Scor SE Chairman and CEO Denis Kessler spoke against the timing of French mutual group SGAM Covéa's now-abandoned €43-a-share offer for the reinsurer, saying it showed "little understanding of the reinsurance industry."
Covéa, which is Scor's largest shareholder and owns an 8.2% stake, announced Sept. 4 that it had approached Scor with the bid on Aug. 24. Scor declined the bid Aug. 30.
The announcement came a day before Scor's investor day, and less than a week before the reinsurance industry is due to convene in Monte Carlo to begin discussions for the all-important Jan. 1 renewals, when the bulk of global reinsurance business renews.
While not mentioning Covéa by name, Kessler was clear in his criticism at the investor day.

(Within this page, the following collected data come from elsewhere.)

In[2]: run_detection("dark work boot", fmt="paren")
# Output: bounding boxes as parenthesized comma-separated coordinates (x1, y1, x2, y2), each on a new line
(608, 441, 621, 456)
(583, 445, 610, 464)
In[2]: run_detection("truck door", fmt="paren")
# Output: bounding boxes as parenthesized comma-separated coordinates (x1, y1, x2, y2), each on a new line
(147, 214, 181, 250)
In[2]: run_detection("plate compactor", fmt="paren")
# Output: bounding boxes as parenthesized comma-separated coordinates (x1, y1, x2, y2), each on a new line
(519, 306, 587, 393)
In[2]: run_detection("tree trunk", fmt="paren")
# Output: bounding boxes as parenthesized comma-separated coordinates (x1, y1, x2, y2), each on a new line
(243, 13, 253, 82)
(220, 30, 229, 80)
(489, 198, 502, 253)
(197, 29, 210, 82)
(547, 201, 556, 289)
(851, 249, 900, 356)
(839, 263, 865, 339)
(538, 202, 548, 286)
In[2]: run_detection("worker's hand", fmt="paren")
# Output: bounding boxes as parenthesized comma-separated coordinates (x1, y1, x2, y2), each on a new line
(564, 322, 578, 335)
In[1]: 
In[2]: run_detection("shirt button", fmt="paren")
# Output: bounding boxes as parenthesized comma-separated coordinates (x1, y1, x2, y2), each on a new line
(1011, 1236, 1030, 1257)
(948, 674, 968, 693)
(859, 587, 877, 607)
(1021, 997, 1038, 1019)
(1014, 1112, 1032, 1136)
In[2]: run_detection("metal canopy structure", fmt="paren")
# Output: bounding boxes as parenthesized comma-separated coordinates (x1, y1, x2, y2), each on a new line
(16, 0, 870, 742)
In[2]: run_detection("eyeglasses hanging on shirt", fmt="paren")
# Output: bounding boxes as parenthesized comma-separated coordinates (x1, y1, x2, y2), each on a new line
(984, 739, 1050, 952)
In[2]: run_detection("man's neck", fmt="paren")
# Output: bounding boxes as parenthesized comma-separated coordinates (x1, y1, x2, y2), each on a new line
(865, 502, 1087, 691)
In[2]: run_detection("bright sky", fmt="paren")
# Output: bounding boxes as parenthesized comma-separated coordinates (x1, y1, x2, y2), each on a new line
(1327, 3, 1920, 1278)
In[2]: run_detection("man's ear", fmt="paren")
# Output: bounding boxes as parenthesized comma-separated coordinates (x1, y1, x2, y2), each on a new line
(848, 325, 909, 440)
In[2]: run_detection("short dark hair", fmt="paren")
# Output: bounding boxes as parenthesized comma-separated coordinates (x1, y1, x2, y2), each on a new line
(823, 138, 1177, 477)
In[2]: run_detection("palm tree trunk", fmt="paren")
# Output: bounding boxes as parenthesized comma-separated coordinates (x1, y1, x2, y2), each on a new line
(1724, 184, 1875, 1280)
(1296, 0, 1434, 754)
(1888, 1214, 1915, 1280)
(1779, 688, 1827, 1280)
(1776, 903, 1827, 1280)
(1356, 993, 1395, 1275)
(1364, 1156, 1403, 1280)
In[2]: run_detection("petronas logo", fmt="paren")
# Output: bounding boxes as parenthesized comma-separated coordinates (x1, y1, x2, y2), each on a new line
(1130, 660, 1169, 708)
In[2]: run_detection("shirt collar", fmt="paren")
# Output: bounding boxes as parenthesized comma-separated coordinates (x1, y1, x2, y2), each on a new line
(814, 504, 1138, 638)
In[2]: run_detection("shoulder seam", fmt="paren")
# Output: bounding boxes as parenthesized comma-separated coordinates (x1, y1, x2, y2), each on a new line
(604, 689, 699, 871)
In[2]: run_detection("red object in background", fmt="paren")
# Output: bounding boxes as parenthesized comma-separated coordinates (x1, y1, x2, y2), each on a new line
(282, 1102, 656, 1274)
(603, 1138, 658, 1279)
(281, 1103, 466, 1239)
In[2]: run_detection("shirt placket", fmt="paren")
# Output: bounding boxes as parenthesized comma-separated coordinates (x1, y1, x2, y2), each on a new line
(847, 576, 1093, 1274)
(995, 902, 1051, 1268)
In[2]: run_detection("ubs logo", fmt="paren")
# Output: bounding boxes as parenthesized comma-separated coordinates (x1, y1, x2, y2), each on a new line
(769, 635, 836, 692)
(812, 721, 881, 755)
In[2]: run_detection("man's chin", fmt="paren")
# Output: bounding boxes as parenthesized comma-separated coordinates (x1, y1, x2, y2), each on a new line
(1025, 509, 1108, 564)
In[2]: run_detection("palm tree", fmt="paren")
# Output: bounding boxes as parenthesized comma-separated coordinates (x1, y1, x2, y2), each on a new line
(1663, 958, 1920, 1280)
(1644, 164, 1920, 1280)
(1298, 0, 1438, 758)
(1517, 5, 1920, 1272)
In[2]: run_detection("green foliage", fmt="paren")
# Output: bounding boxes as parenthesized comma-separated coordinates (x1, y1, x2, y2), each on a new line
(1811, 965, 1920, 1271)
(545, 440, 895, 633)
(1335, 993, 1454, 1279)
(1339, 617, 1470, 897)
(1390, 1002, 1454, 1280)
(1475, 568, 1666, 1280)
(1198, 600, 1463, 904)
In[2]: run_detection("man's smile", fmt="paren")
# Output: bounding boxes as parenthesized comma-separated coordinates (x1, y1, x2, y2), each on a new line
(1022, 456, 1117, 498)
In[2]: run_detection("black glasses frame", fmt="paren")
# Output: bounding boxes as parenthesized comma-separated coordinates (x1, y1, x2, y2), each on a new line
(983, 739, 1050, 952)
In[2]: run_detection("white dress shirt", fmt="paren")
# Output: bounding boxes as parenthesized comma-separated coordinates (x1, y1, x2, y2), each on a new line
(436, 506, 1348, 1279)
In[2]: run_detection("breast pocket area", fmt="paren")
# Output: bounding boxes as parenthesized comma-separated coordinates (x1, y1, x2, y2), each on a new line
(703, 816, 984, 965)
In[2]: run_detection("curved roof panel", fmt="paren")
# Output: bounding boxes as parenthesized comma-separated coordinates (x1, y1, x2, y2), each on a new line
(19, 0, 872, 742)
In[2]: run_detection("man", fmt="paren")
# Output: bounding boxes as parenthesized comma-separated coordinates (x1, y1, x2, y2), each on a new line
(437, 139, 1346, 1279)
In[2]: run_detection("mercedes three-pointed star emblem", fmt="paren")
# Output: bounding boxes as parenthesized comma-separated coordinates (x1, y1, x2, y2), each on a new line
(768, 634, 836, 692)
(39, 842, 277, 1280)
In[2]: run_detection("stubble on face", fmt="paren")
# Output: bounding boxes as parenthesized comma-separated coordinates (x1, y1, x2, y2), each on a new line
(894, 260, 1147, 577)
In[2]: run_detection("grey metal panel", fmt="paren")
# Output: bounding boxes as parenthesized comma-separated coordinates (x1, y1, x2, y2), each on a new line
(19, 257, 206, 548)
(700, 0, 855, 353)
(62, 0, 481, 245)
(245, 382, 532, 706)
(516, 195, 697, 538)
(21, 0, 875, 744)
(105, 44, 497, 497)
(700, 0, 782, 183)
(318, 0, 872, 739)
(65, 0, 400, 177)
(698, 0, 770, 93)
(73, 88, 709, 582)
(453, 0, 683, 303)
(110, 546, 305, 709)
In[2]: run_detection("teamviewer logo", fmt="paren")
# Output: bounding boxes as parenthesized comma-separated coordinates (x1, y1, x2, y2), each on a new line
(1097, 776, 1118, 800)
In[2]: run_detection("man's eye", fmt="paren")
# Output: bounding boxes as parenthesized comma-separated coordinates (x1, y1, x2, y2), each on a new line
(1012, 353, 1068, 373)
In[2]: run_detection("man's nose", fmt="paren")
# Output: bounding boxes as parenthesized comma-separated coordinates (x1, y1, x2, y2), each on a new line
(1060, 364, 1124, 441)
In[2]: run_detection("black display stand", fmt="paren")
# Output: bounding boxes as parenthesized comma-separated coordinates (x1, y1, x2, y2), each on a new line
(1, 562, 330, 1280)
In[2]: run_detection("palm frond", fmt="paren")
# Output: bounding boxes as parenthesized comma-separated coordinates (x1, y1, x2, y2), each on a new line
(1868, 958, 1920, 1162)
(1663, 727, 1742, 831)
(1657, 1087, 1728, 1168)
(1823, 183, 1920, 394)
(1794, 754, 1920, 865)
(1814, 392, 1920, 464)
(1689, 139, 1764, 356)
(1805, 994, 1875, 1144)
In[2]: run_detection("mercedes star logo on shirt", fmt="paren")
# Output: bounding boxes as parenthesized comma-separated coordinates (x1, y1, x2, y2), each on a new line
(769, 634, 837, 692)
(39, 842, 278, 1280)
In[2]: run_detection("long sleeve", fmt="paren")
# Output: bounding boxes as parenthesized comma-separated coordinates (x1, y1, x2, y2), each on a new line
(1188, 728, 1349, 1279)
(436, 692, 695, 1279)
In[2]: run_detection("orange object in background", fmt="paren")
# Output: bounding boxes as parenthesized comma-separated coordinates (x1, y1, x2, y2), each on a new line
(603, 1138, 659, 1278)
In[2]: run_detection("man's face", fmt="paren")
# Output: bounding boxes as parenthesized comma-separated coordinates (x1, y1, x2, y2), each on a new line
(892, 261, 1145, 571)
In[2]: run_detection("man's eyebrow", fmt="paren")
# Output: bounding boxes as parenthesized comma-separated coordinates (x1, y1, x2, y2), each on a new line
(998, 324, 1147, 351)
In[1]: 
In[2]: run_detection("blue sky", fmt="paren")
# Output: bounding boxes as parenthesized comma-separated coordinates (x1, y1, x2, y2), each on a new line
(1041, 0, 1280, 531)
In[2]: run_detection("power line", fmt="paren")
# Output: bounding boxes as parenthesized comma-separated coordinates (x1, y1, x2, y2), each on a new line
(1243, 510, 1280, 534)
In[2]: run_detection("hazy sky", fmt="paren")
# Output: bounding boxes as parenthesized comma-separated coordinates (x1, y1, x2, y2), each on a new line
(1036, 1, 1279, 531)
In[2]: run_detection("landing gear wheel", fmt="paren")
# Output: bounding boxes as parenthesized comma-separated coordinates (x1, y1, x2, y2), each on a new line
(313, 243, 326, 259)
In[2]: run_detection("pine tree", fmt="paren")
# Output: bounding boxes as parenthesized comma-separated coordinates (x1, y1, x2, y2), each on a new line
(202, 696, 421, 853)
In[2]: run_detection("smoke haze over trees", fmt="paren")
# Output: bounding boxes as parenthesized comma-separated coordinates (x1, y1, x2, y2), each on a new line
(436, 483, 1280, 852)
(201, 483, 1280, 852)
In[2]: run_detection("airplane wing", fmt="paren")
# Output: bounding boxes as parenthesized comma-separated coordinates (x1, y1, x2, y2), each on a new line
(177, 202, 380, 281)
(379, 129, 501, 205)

"We don't like to be disturbed when we want to meet [analysts and investors] and explain what we do," he said. "We don't want to be disturbed when we meet our clients to prepare for renewals."
Kessler noted that Scor meets 3,000 clients at Monte Carlo. He also pointed out that 70% of its business renews Jan. 1, so the reinsurance industry needs "serenity" while these discussions take place.
"People trust us because they don't want instability. They want predictability. They want visibility. They don't want turmoil," said Kessler.
"That's reinsurance. If you want to do reinsurance, learn what it is," he added.
Cry for independence
Kessler also defended Scor as an independent listed company, a status that would be lost if it were acquired by a mutual company such as Covéa. He said the company's performance and ability to expand are "intimately linked" with its position as an independent entity.
"We are extremely proud to be an independent company," he said. "That is why we are a tier one company."
Scor is the world's fifth-largest reinsurer measured by 2017 gross written premium, according to S&P Global Market Intelligence data.
Kessler also stressed that having the ability to compensate employees with shares helps align the company's interests with that of its owners.
"If you know what to do when you have no shares and no options to drive a reinsurance company, let me know," he said. "I don't know what to do if we don't have those tools, which are the modern tools to manage people and manage talent."
He added that the desire to stay independent was shared by Scor's board, its executive committee and its business partners.